Note   The remainder of this article assumes a basic understanding of RDA. To become familiar with RDA or to get a refresher, check out Introducing RDA.

Making the Choice

The combination of Merge Replication and RDA offers smart client developers tremendous choice and power. Of course both choice and power bring the burden of responsibility. In the case of data replication to smart clients, the responsibility is to choose the most appropriate tool and use that tool efficiently within the required problem space. The remainder of this article discusses the factors involved in making the choice and provides some guidance as to which solutions to apply in various circumstances.

Considerations of Merge Replication

As we know, Merge Replication provides the ability to manage and synchronize updates between multiple clients including the handing of conflict resolution. Providing these capabilities notably impacts both the server and clients. Before looking at the details of designing an efficient replication strategy, we need to understand these impacts.

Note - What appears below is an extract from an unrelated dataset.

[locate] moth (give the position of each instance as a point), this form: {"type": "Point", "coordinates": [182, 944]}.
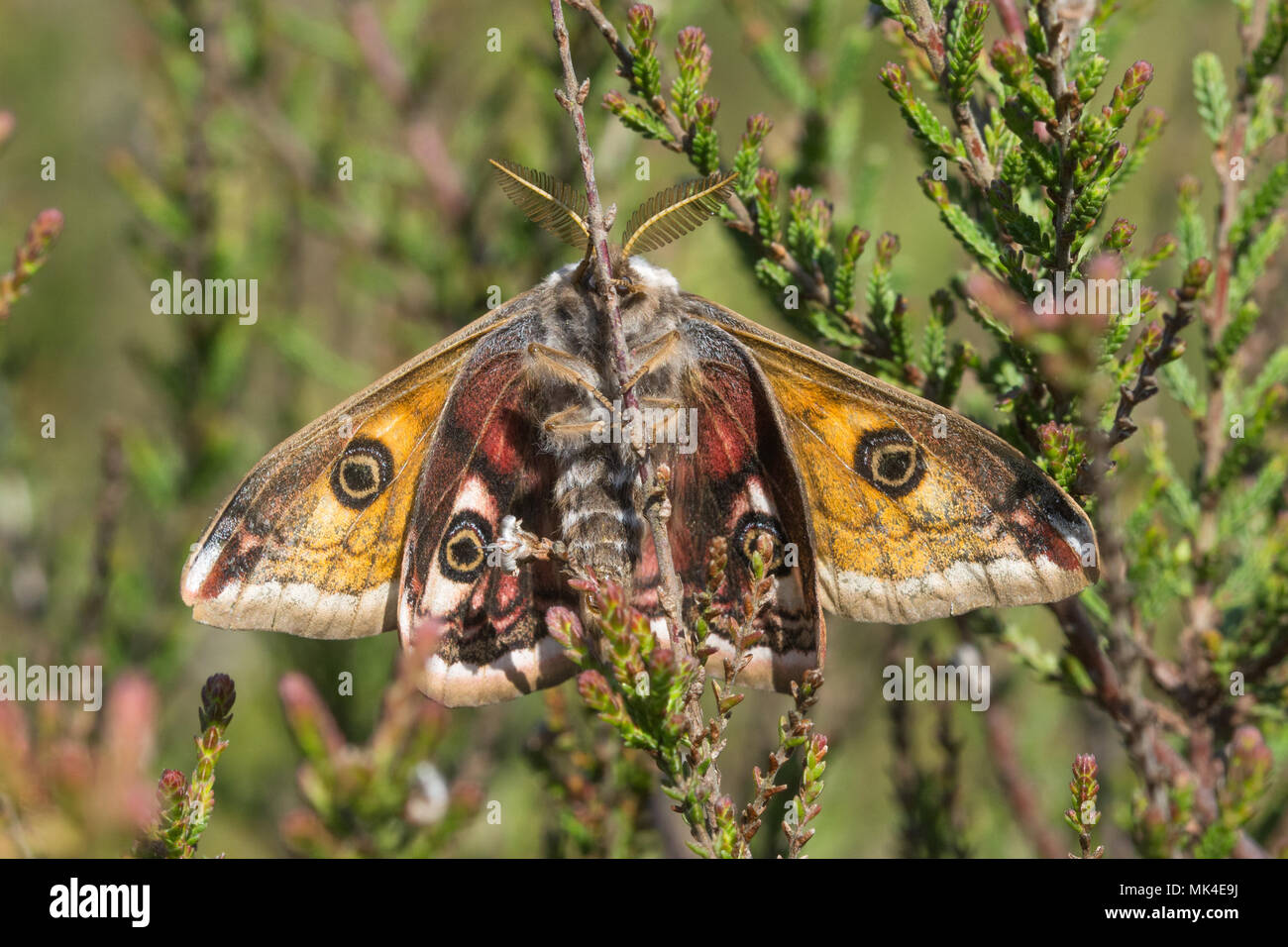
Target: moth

Server Impacts of Merge Replication

Supporting Merge Replication is a full-time responsibility for the server. The server experiences increased load not only during the actual replication process but anytime any change is made to the replicated table. Once activated the server must carry additional data and perform additional processing with every modification.

Increased Data

Enabling Merge Replication increases the data stored with each record in the replicated table as well as adding new tables to the database containing the table. In order to track modifications to the table contents, each row must be uniquely identifiable. As you might expect, Merge Replication uses GUIDs to track uniqueness. Each tracked table has a 16 byte "rowguid" column added along with a corresponding index on the rowguid column. Although 16 bytes doesn't sound like a lot, it can be a significant overhead for smaller tables containing only a few columns. To put the resource cost in concrete terms, the rowguid increases the stored table size by 1kb for every 32 records in the table ((16 bytes in the record + 16 bytes in the index) * 32 = 1024 bytes). The actual data increase is actually slightly larger due to the indexing overhead.

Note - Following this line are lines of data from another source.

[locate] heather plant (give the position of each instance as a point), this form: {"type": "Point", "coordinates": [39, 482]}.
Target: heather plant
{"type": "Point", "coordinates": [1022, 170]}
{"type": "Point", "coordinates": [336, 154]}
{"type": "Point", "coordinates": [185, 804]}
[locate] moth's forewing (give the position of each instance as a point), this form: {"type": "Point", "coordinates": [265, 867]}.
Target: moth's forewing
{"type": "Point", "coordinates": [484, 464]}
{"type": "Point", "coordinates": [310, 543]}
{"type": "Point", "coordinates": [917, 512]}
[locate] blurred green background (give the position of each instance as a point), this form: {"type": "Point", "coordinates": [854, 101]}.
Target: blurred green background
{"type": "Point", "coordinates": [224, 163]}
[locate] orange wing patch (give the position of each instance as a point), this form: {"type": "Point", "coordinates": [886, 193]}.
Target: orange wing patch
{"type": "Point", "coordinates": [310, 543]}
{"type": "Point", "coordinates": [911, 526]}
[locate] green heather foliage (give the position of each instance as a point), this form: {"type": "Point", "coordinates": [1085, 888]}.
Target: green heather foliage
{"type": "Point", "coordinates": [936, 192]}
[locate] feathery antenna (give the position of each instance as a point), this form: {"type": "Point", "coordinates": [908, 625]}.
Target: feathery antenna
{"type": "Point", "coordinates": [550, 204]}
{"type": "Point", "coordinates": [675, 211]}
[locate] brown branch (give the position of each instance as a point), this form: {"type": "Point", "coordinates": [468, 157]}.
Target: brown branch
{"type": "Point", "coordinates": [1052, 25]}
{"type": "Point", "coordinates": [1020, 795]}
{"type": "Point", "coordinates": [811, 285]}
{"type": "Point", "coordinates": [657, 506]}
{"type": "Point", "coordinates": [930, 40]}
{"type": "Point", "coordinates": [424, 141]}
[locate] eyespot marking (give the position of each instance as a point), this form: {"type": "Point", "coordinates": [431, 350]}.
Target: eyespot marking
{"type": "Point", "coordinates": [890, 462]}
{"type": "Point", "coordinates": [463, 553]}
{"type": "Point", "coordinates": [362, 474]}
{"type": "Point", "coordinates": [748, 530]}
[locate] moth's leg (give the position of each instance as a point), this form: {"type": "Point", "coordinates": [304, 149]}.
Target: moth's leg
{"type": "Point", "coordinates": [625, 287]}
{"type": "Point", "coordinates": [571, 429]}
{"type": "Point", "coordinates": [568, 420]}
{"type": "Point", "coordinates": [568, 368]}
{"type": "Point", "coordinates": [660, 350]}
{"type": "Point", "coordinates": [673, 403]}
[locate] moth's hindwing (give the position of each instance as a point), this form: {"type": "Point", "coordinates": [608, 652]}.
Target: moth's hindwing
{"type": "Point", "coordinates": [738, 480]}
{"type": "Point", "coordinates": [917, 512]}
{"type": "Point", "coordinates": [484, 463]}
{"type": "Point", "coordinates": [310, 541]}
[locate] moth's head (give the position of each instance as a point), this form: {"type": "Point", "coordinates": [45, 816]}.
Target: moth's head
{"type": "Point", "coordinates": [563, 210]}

Note   If a published table happens to already contain a column of type uniqueidentifier then publishing that table does not result in an attempt to add a second uniqueidentifier column.

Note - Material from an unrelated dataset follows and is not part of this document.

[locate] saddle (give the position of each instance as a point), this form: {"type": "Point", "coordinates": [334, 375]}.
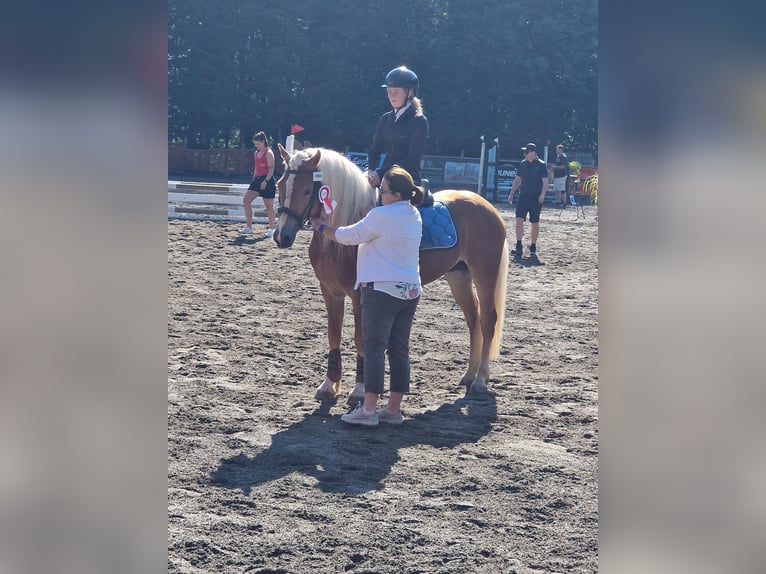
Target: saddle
{"type": "Point", "coordinates": [438, 228]}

In addition to the overhead within the individual table, additional administrative tables are added to the database containing the replicated table. A database containing Merge Replicated publications will have ten basic replication administration tables shared by all published tables within the database plus one conflict tracking table for each published table. In general, the administrative tables are not extremely large with the possible exception of the MSmerge_contents table. This table is responsible to track all modifications to the published table and will have an entry for each record modified in the published table. Frequently modified publications can cause this table to grow somewhat large.

Increased Processing

Also of significant note is the fact that enabling Merge Replication increases the processing cost of every modification made to a published table. Changes to the publication are tracked through the execution of Insert, Update and Delete triggers. Each time any modification is made to a published table, the associated triggers fire so as to record the modification in the appropriate administrative tables. Although written efficiently, these triggers are non-trivial and notably increase the processing associated with performing table updates.

During the actual synchronization operation, the server is faced with the problem of resolving conflicting updates. This means that each update must be verified to not conflict with prior updates. If there is a conflict, the appropriate conflict resolution scheme must be applied.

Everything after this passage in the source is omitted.